Entscheidungsaktivitäten können den Ort angeben, an dem das Erlebnis bereitgestellt wird. Dadurch wird die Zahl der Entscheidungsoptionen, die in Betracht gezogen werden können, weiter verringert; es handelt sich um eine weitere Begrenzung, die von der Entscheidungsaktivität auferlegt wird. Dieses Mittel wird als Platzierungsbegrenzung bezeichnet. Es werden nur solche Entscheidungsoptionen berücksichtigt, deren Inhalt die Platzierungsbegrenzung erfüllt. Dies wird in den frühen Phasen der Entscheidungsstrategie ausgewertet. Bei einer Änderung von Definitionen werden die Platzierungsbegrenzungen jeder Entscheidungsaktivität neu ausgewertet und die Entscheidungsoption kann für eine oder mehrere Entscheidungsaktivitäten in Betracht kommen bzw. außer Acht gelassen werden.

Entscheidungskontext

Bisher wurde nur die geschäftliche Logik beschrieben, die sich auf die Entscheidung auswirkt. Noch wichtiger für die Ausgabe sind jedoch die Eingabedaten der Entscheidung. Diese Daten werden als Entscheidungskontext bezeichnet und unterscheiden sich je nach Benutzer und Zeitpunkt, zu dem eine Entscheidung getroffen wird – anders als Begrenzungen, Regeln und Modelle, die für verschiedene Benutzer bei der gleichen Aktivität gleich sind. Die Regeln, Begrenzungen und Modelle ändern sich auch seltener. Für Echtzeitentscheidungen muss auch der Entscheidungskontext in Echtzeit ermittelt werden.

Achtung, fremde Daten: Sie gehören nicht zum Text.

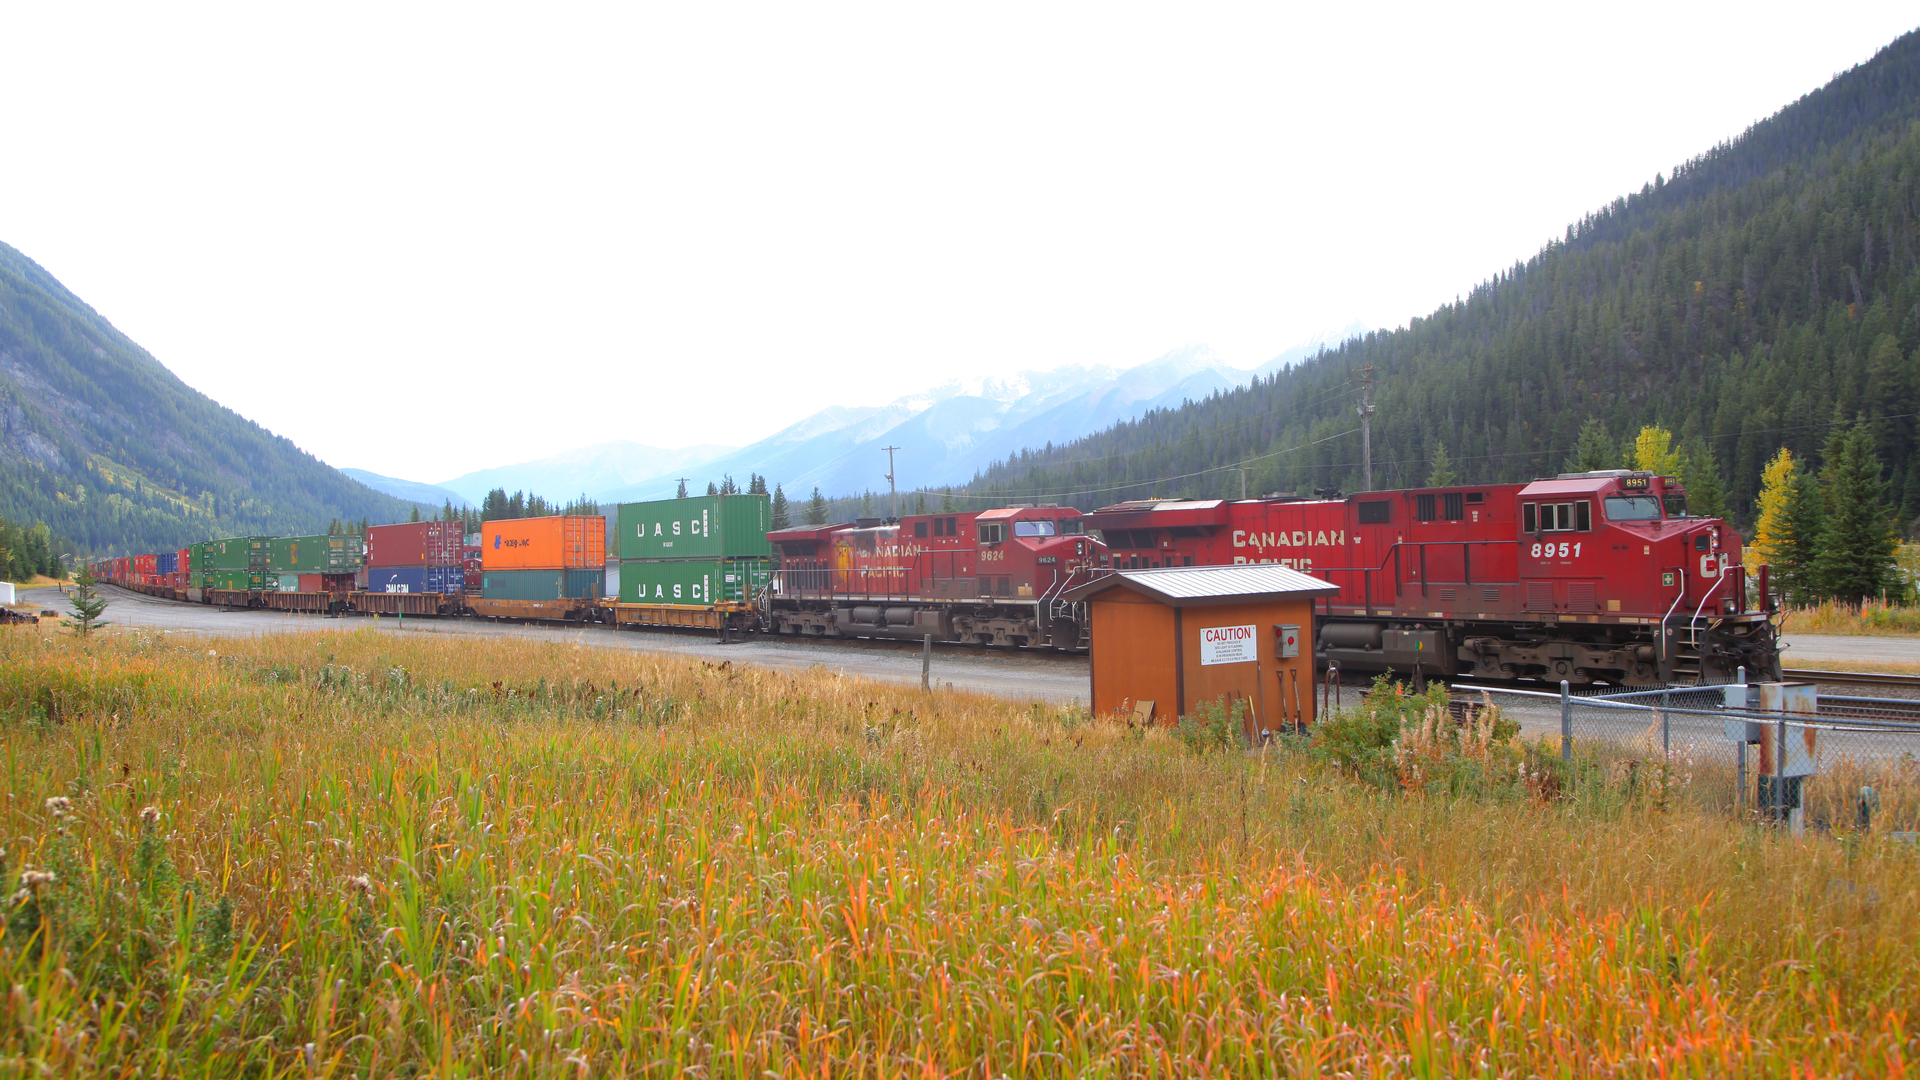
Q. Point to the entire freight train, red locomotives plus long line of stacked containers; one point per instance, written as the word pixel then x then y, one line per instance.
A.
pixel 1585 577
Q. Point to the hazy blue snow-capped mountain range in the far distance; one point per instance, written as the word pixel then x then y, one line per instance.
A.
pixel 946 435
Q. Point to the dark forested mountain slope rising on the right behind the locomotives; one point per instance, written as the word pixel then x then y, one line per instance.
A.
pixel 1752 301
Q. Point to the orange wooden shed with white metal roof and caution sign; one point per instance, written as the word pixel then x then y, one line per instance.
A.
pixel 1166 641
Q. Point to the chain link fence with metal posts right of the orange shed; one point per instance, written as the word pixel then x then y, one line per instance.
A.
pixel 1846 764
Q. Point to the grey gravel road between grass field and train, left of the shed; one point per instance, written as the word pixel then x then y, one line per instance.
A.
pixel 1022 677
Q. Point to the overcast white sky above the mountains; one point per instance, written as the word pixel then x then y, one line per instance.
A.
pixel 554 226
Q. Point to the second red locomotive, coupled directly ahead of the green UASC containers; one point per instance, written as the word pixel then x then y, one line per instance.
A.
pixel 988 577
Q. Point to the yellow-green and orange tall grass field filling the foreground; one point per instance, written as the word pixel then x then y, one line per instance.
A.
pixel 360 856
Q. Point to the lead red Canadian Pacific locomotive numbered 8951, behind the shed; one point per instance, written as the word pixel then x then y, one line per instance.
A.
pixel 1587 577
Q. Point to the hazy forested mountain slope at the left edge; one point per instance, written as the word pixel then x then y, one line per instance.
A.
pixel 114 453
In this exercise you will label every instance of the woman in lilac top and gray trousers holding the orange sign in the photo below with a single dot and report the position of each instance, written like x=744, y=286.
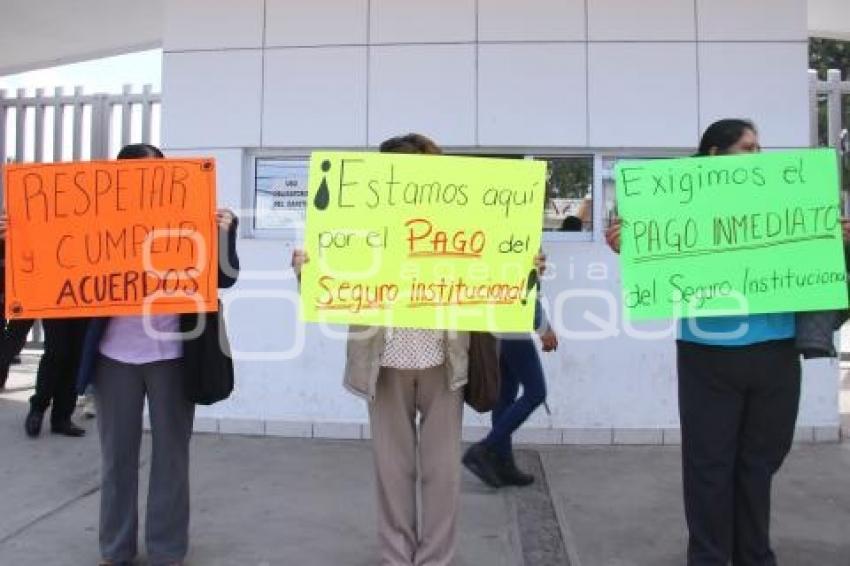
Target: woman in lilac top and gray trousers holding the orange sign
x=130, y=359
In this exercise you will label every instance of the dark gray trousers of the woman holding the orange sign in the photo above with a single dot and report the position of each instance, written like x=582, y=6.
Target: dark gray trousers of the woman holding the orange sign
x=120, y=391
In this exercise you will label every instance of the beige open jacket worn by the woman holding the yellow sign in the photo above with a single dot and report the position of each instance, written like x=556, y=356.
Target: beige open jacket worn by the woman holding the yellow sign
x=363, y=359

Entscheidungskontextdaten können in mit Benutzerprofilen verbundene Daten, Geschäftsdaten und intern erfasste Daten unterteilt werden.
  • Profilentitäten dienen zur Darstellung von Endbenutzerdaten, doch stellt nicht jede Profilentität eine einzelne Person dar. Es kann sich dabei auch um einen Haushalt, eine soziale Gruppe oder ein anderes Subjekt handeln. Erlebnisereignisse sind an ein Profil angehängte Zeitreihendatensätze. Wenn ein Erlebnis vorhanden ist, dann sind diese Daten das Subjekt dieses Erlebnisses.
  • Auf der anderen Seite gibt es die Geschäftsentitäten . Sie können als die Objekte der Interaktionen betrachtet werden. Auf diese Entitäten wird häufig in den Erlebnisereignissen von Profilentitäten verwiesen. Beispiele für Geschäftsentitäten sind Websites und Seiten, Geschäfte, Produktdetails, digitale Inhalte, Produktinventardaten usw.
  • The last category of data in the decision context is data that was created during operation of the Decisioning Service. Alle Entscheidungsereignisse fallen in diese Kategorie; zusammen mit den Antworten von Kunden bilden die Vorschlagsdaten einen internen Datensatz namens Vorschlags-Antwort-Verlauf .
Es gibt drei Wege, die die Daten nehmen können, um Teil des Entscheidungskontexts zu werden. Daten aus Datensätzen und Zeitreihen können über Datensatzdateien hochgeladen werden. Dieser Weg dient hauptsächlich der Massensynchronisierung mit externen Systemen. Record and time series data can also be streamed into Platform where the data is indexed and joined to form entities. Mit dem dritten Weg können Kontextdaten als Parameter an die Entscheidungsanfrage übergeben werden. Diese Form von Daten ist kurzlebig und nur für die angefragte Entscheidung relevant. Sie werden nicht als Entität persistiert und stehen nicht für andere Anfragen zur Verfügung.